1 ARC Special Research Centre for Functional and Applied Genomics, Institute for Molecular Bioscience, University of Queensland, Brisbane, Qld 4072, Australia
2 Department of Biology and Biochemistry, University of Bath, Bath BA27AY, UK
3 Physics Department, University of Queensland, Brisbane, Qld 4072, Australia
4 Current address: Novartis Institute for Biomedical Research, Basel 4056, Switzerland
Genome Biology 2003, 5:P2 doi:10.1186/gb-2003-5-1-p2
This was the first version of this article to be made available publicly. This article was submitted to Genome Biology for peer review.Published: 15 December 2003
Increased biological complexity is generally associated with the addition of new genetic information, which must be integrated into the existing regulatory network that operates within the cell. General arguments on network control, as well as several recent genomic observations, indicate that regulatory gene number grows disproportionally fast with increasing genome size.

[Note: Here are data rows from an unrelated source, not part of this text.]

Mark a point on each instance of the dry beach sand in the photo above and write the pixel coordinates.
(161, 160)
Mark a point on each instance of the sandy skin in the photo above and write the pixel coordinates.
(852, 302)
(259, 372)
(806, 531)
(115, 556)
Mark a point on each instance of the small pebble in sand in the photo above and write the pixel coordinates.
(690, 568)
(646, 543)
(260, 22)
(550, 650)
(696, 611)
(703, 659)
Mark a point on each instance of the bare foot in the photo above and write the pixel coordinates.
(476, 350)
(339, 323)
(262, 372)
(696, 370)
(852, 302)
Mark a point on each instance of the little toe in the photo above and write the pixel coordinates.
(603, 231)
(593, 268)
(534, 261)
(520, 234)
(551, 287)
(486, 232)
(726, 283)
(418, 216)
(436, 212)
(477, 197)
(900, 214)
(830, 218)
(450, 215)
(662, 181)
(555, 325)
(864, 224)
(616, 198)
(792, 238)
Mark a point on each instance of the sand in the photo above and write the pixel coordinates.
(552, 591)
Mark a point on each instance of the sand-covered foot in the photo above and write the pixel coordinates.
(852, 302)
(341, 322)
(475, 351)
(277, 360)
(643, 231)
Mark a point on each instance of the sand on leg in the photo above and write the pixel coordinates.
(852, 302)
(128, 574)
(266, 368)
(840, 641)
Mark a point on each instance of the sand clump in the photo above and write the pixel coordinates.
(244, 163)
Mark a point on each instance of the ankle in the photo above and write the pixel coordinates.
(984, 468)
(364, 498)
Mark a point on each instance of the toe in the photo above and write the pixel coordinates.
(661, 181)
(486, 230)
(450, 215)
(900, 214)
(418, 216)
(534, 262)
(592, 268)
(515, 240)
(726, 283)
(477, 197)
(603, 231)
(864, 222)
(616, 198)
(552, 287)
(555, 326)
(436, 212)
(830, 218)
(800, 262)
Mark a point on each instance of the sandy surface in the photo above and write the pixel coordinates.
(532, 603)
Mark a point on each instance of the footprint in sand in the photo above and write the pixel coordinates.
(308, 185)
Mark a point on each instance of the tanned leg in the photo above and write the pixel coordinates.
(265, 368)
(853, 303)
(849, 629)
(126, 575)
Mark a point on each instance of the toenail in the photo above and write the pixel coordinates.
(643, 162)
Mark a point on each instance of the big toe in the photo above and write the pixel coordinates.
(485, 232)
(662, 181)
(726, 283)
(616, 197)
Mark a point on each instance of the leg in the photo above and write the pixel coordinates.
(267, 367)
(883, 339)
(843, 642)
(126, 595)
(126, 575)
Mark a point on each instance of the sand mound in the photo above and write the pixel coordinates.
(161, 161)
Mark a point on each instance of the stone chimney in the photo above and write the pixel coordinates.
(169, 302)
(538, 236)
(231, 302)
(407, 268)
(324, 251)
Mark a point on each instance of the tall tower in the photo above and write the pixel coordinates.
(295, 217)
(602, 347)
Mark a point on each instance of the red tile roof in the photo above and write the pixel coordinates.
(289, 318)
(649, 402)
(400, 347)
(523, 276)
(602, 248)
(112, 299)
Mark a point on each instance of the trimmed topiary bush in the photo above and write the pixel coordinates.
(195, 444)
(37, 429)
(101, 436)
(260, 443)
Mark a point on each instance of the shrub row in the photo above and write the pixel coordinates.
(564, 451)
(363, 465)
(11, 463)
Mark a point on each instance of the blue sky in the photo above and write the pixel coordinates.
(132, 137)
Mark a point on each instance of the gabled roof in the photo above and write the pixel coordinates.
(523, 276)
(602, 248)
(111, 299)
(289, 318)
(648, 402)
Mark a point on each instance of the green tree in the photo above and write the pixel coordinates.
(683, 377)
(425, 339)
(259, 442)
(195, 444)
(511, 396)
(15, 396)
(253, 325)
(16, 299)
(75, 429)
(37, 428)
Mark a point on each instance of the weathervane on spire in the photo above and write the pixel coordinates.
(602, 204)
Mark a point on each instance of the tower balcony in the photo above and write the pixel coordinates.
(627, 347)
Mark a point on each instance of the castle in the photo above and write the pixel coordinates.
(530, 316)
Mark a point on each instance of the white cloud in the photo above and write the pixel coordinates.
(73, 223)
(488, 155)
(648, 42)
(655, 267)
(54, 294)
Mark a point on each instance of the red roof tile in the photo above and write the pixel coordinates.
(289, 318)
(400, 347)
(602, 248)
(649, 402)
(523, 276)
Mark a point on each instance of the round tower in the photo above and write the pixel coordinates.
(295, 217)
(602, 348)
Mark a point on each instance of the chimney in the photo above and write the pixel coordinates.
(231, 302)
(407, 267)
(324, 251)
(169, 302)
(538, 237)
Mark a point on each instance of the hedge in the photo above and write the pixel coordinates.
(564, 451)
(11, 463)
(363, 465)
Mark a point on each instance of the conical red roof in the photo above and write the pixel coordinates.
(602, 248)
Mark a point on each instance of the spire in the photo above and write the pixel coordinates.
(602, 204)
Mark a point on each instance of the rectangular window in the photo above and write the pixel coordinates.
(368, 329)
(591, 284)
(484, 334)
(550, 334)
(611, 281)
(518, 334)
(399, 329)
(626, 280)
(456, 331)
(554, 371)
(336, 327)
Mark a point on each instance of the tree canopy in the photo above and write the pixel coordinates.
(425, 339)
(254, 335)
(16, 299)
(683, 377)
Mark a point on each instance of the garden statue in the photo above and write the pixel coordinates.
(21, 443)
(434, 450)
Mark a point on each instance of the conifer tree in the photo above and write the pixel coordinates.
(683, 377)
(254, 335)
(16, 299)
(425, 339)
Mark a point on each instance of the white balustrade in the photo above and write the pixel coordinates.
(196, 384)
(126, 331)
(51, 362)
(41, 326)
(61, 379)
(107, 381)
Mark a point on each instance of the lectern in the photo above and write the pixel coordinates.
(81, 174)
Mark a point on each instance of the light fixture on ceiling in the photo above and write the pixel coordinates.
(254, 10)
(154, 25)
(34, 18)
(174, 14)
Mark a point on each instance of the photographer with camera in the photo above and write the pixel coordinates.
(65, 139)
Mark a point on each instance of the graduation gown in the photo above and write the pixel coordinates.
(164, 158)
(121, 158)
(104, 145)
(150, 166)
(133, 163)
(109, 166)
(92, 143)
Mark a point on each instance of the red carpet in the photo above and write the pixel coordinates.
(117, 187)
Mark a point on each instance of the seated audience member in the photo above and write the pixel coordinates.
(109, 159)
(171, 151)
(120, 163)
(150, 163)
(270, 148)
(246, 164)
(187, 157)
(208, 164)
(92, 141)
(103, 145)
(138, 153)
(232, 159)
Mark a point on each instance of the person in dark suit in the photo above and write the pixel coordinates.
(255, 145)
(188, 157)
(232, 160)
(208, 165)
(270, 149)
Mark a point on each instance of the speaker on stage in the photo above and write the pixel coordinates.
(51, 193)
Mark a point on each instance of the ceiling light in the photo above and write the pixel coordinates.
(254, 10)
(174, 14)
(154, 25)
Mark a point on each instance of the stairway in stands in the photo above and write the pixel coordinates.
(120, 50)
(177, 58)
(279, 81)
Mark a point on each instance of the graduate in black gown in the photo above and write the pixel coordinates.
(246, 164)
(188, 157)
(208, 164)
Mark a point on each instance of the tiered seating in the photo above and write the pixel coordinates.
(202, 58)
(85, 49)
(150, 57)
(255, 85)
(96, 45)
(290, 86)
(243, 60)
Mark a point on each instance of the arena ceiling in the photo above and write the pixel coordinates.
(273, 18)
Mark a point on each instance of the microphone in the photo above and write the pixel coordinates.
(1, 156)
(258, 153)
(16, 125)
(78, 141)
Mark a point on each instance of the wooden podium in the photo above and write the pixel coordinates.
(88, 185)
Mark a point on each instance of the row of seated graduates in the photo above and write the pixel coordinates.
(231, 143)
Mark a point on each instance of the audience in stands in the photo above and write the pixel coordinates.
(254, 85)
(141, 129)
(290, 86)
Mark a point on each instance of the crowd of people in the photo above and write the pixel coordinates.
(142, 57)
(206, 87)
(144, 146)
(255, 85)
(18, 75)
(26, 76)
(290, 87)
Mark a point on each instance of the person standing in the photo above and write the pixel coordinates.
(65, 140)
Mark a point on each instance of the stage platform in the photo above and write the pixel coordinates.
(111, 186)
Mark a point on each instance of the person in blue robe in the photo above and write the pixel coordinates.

We present two models for the growth of regulatory networks. Both predict that the number of transcriptional regulators will scale quadratically with total gene number. This appears to be in good quantitative agreement with genomic data from 89 fully sequenced prokaryotes. Moreover, the empirical curve predicts that any new non-regulatory gene will be accompanied by more than one additional regulator beyond a genome size of about 20,000 genes, within a factor of two of the observed ceiling.
Our analysis places transcriptional regulatory networks in the class of accelerating networks. We suggest that prokaryotic complexity may have been limited throughout evolution by regulatory overhead, and conversely that complex eukaryotes must have bypassed this constraint by novel strategies.